O presidente Luiz Inácio Lula da Silva (e), vice presidente Geraldo Alckmin (c), o ministro da Fazenda, Fernando Haddad (d) - Imagem: Reprodução / Agência Brasil / Joédson Alves

William Oliveira Publicado em 29/07/2025, às 13h49

Na última terça-feira (29), o Ministro da Fazenda, Fernando Haddad, afirmou que o vice-presidente e titular do Ministério do Desenvolvimento, Indústria, Comércio e Serviços, Geraldo Alckmin (PSB), teve "uma terceira e longa conversa com o secretário de Comércio dos Estados Unidos, Howard Lutnick". Haddad demonstrou confiança no avanço das negociações comerciais entre Brasil e Estados Unidos.

Durante entrevista, ele abordou a possível implementação da tarifa de 50% e reforçou que "não é uma data fatídica". O ministro acrescentou que o governo brasileiro "não está fixado na data", sugerindo que o início da cobrança não inviabiliza futuras tratativas com o governo americano.
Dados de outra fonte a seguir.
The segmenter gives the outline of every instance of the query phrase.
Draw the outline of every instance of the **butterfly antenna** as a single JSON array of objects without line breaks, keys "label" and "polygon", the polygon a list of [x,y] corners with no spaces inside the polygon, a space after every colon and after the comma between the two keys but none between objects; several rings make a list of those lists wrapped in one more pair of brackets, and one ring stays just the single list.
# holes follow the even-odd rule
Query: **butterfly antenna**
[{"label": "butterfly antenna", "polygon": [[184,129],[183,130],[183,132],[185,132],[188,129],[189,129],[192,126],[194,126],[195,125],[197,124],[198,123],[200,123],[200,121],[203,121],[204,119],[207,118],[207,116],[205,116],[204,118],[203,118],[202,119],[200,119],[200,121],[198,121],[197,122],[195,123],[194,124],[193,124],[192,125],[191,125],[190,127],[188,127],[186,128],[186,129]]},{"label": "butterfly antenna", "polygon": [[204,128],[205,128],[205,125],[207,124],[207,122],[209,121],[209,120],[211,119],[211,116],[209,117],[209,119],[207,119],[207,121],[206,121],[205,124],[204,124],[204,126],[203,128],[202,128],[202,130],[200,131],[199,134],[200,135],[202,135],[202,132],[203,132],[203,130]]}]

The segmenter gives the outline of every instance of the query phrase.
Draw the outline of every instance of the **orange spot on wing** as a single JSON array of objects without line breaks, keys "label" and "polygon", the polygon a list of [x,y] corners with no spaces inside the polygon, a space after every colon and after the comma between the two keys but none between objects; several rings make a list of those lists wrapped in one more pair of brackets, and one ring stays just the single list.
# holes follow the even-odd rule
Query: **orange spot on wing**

Segundo Haddad, empresários brasileiros notaram maior receptividade ao diálogo por parte dos Estados Unidos.

"Acredito que essa semana haja algum sinal de interesse em conversar", declarou. Apesar disso, o país ainda aguarda resposta formal às duas cartas enviadas desde maio. "O foco agora é receber uma resposta para que possamos mapear o que realmente está em jogo", explicou o ministro.

Ao ser questionado sobre uma possível conversa entre os presidentes Lula e Donald Trump, Haddad esclareceu que esse tipo de contato exige uma preparação cuidadosa: "Quando dois chefes de Estado vão conversar, tem uma preparação antes, para que não seja uma coisa que subordine um país ao outro. É uma questão de respeito à soberania".

Haddad evitou comentar os detalhes do plano de contingência apresentado recentemente ao presidente Lula, mas garantiu que o Brasil está preparado para diferentes cenários. Ele destacou que “são vários cenários. Todo tipo de medida cabe em algum deles. Mas quem vai decidir a escala, o montante, a oportunidade, a conveniência e a data é o presidente”.

Criticando a condução diplomática anterior, ele declarou: "O Bolsonaro foi o presidente mais subserviente da história do Brasil. Nós vamos virar um pouquinho a página da subserviência e, com muita humildade, nos colocar à mesa, mas respeitando os valores do nosso país".

Haddad concluiu afirmando que o foco do governo permanece no fortalecimento da economia nacional: "Vamos cuidar das nossas empresas, dos nossos trabalhadores e seguir em busca de uma solução racional e respeitosa entre os dois países".